Tuesday, August 23, 2005
When I worked at Dairy Queen, I used to drive home across the backroads between the town I worked in and the town I lived in. When there was a full moon, I could turn off my lights and drive with the road a silvery ribbon draped through the corn fields.
We used to go on hay rides at least once a year as well, and we'd all pile onto the hay rack and snuggle in close together and someone's dad would pull us through the empty fields. The clouds would be racing across the cold October sky and the moon would glow fiercely and then the whole landscape would go dark when the clouds briefly covered it.
They keep saying that there's no evidence that the full moon has any effect on people, keep saying it even as nurses and emergency room doctors and police and suicide prevention hotline attendants say otherwise.

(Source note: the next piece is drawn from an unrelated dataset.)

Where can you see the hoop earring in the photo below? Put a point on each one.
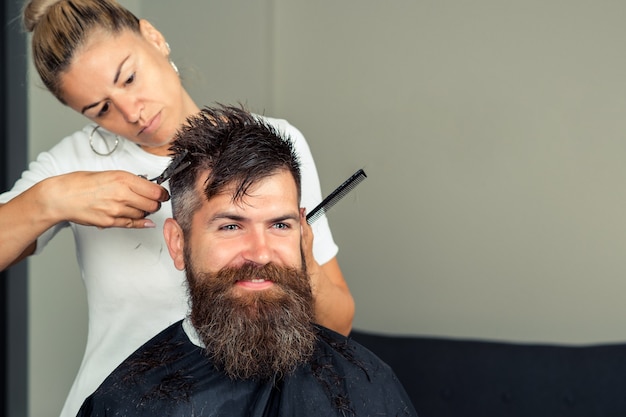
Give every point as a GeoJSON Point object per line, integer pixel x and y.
{"type": "Point", "coordinates": [117, 141]}
{"type": "Point", "coordinates": [175, 67]}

It's hard not to feel there's something, as you stand out in the dark, waiting for the dog to decide if she's just going to sniff or if she'll shit, and you see the moon high over the old ash tree. You want to take everything off and set it aside and put one foot in front of the other. One hand outstretched and then the other. A twist of hip and flip of shoulder. My rhythm in tune with the moon's.
I spend too much time inside, sitting around at my house or standing around at other people's. I want to get out and be in the dark and the moon.
2 Comments:
Go ahead, girl. Get wild with the moon. She's one of us, I think.
As is eating large hunks of roast beef... or so I hear.